Anwar menambahkan, pemakaian cadar merupakan hak warga negara yang dilindungi Undang-Undang pasal 29.

MUI Minta IAIN Bukittinggi Tiru UIN Suka Cabut Larangan Cadar
yahya g nasrullah/hidayatullah.com
Sekjen MUI Anwar Abbas di kantor MUI, Jakarta, Rabu (17/01/2018).

Terkait

Hidayatullah.com– Sekretaris Jenderal Majelis Ulama Indonesia (MUI) Pusat, Dr Anwar Abbas, meminta Institut Agama Islam Negeri (IAIN) Bukittinggi, Sumatera Barat, meniru UIN Sunan Kalijaga (Suka) Yogyakarta yang telah mencabut larangan pemakaian cadar.

“Janganlah dilarang pemakaian cadar. Karena itu masalah khilafiyah. Kita terima perbedaan itu dengan lapang dada, toleransi,” nasihatnya saat dihubungi hidayatullah.com Jakarta, Sabtu (17/03/2018).

Baca: MUI Sambut Gembira Pencabutan Larangan Bercadar

Anwar menambahkan, pemakaian cadar merupakan hak warga negara yang dilindungi Undang-Undang pasal 29.

“Jadi jangan dicabut haknya,” tegasnya.

Kebijakan rektor IAIN Bukittinggi yang melarang pemakaian cadar menurutnya bertentangan dengan aturan negara yang lebih tinggi.

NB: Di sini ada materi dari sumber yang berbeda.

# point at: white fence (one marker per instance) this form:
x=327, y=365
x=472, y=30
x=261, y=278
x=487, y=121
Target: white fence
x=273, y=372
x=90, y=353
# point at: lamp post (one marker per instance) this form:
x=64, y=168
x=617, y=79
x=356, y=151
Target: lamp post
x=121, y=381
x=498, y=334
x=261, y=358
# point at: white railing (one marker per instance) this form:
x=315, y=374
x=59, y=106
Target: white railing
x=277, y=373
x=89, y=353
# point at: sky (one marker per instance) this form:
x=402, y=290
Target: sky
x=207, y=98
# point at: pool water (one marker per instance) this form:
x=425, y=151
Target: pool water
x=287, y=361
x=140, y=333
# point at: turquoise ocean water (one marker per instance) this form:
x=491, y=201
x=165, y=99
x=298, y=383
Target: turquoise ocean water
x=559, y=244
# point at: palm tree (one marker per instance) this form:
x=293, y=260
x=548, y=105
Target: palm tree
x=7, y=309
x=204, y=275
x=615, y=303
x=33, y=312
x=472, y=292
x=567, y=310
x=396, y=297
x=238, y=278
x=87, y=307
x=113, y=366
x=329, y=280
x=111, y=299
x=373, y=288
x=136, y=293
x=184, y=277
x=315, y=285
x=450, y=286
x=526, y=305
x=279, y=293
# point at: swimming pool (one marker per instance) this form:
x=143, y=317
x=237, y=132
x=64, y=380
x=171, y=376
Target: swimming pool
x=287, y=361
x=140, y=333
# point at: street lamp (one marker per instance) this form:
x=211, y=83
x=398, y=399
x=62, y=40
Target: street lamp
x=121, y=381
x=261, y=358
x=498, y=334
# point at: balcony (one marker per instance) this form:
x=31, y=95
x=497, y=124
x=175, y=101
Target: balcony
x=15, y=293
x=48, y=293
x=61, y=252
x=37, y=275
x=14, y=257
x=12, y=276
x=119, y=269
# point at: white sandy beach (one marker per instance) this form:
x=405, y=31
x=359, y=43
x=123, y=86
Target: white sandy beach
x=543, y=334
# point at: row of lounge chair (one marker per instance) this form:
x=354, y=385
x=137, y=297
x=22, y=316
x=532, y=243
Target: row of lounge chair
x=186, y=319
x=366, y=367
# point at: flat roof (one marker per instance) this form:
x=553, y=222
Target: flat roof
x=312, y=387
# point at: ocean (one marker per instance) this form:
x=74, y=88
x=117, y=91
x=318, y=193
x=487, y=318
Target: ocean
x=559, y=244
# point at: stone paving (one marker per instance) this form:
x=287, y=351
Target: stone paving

“Karena itu batal demi hukum itu,” ujarnya.

Baca: MUI: Bercadar Boleh, Mempertontonkan Aurat Dilarang

Anwar yang juga seorang dosen merasa cadar tidak mengganggu kegiatan belajar mengajar. Suara mahasiswi yang bercadar tetap bisa ia dengar dengan jelas.

“Mahasiswa saya ada yang pakai cadar, mengajukan pertanyaan kepada saya, sama jelasnya dengan yang tidak bercadar,” tuturnya.* Andi

Baca: Ketua MUI Sumbar: Larangan Cadar IAIN Bukittinggi Harus Dihentikan

Rep: Admin Hidcom

Editor: Muhammad Abdus Syakur

Berita ini juga dapat dibaca melalui m.hidayatullah.com dan Segera Update aplikasi hidcom untuk Android . Install/Update Aplikasi Hidcom Android Anda Sekarang !

Topik: , , , , , , , , , , , , , , , , , , , , , , , , , , , , , , , , , , , , ,

Sebarkan tautan berikut :

Baca Juga Berita Menarik Lainnya !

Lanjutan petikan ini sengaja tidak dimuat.